Danny L. "Blue" Adams (born October 15, 1979) is an American former professional football player who was a cornerback for four seasons in the National Football League (NFL). After playing college football for the Cincinnati Bearcats, he was selected by the Detroit Lions in the seventh round of the 2003 NFL draft. During his professional career, Adams was also a member of the Tampa Bay Buccaneers, Jacksonville Jaguars, Chicago Bears, Rhein Fire, Cincinnati Bengals, Atlanta Falcons, and Montreal Alouettes. He is currently the cornerbacks coach for the Florida State Seminoles.

==Early life==
Adams played high school football at Miami Senior High School in Miami, Florida. As a senior, he won All-State Honorable Mention honors, and All-County first-team honors.

==College career==
Adams played college football for the Cincinnati Bearcats from 1998 to 2002. He was medically redshirted in 1999. He earned second-team All-Conference USA honors in 2001 and was named Cincinnati's defensive MVP in 2002. Adams graduated from Cincinnati with a bachelor's degree in criminal justice in 2003.

==Professional career==
===Detroit Lions===
Adams was selected by the Detroit Lions in the seventh round, with the 220th overall pick, of the 2003 NFL draft. He officially signed with the team on July 23, 2003. He was waived on September 8, 2003.

===Tampa Bay Buccaneers (first stint)===
Adams was signed to the practice squad of the Tampa Bay Buccaneers on September 10, 2003.

===Jacksonville Jaguars===
On October 8, 2003, Adams was signed by the Jacksonville Jaguars off of the Buccaneers' practice squad. He played in eight games for the Jaguars in 2003, recording three solo tackles and one assisted tackle. He re-signed with them on March 22, 2004. Adams was waived on August 30, 2004.

===Chicago Bears===
Adams signed with the Chicago Bears on August 31, 2004. He was waived on September 5, 2004.

===Tampa Bay Buccaneers (second stint)===
Adams signed a reserve/future contract with the Buccaneers on January 10, 2005. He was allocated to NFL Europe in 2005, where he played for the Rhein Fire during the 2005 NFL Europe season. He started all 10 games for the Fire, recording 46 tackles, 16 pass breakups and three interceptions (one of which was returned for a touchdown). Adams earned All-NFL Europe honors in 2005.

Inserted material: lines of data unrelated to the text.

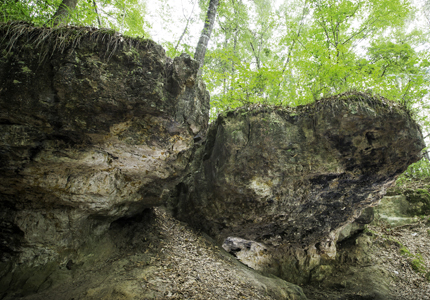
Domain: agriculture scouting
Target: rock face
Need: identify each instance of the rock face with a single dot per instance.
(96, 127)
(93, 127)
(292, 178)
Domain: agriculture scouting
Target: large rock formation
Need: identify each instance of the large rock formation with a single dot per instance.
(290, 179)
(97, 127)
(94, 126)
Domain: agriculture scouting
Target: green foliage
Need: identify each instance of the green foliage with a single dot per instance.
(303, 51)
(125, 16)
(405, 251)
(416, 171)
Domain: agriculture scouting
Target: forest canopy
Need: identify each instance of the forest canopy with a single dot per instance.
(283, 52)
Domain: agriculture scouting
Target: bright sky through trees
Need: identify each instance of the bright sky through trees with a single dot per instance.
(283, 52)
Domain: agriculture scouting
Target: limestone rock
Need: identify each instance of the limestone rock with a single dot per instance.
(149, 256)
(93, 127)
(289, 177)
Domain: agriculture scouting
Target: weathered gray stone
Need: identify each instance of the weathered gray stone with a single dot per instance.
(93, 127)
(290, 179)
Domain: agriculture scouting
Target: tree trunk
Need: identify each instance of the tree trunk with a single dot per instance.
(199, 55)
(63, 12)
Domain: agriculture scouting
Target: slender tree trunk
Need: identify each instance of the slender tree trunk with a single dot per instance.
(186, 26)
(200, 53)
(97, 13)
(63, 12)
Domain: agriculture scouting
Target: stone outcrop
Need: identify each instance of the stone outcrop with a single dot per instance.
(291, 179)
(96, 128)
(93, 127)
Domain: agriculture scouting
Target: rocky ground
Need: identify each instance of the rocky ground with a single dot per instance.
(380, 263)
(155, 256)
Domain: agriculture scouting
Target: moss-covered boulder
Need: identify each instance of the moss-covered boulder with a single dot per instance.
(94, 126)
(291, 178)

Adams appeared in 13 games for the Buccaneers during the 2005 season, totaling 11 solo tackles and three assisted tackles. He played in a career-high 16 games in 2006, accumulating 18 solo tackles, one assisted tackle and one forced fumble.

===Cincinnati Bengals===
Adams was signed by the Cincinnati Bengals on May 7, 2007. He was waived by the Bengals on September 2 but re-signed on September 26, 2007. He appeared in 13 games for the Bengals in 2007, recording 13 solo tackles, two assisted tackles and one sack. Adams was released on July 24, 2008.

===Atlanta Falcons===
Adams signed with the Atlanta Falcons on July 26, 2008. He was released on September 2, 2008.

===Montreal Alouettes===
Adams was signed by the Montreal Alouettes of the Canadian Football League on January 14, 2009. He was released on June 25, 2009.

==Coaching career==
Adams was a graduate assistant for the Purdue Boilermakers, assisting with the defense, in 2010.

He was the secondary coach for the Northern Iowa Panthers in 2011.

Adams was an assistant defensive backs coach for the Miami Dolphins from 2012 to 2015.

On March 7, 2016, Adams returned to the collegiate level as the cornerbacks coach for the West Virginia Mountaineers.

On February 7, 2017, Adams was hired as the defensive backs coach for the South Florida Bulls team. He coached two seasons with the team from 2017 to 2018.

Adams served as the secondary coach at Oregon State from 2019 to 2023.

In 2024, he joined the Michigan State Spartans as a secondary coach.

In 2025, he joined the Florida State Seminoles as a Cornerbacks coach.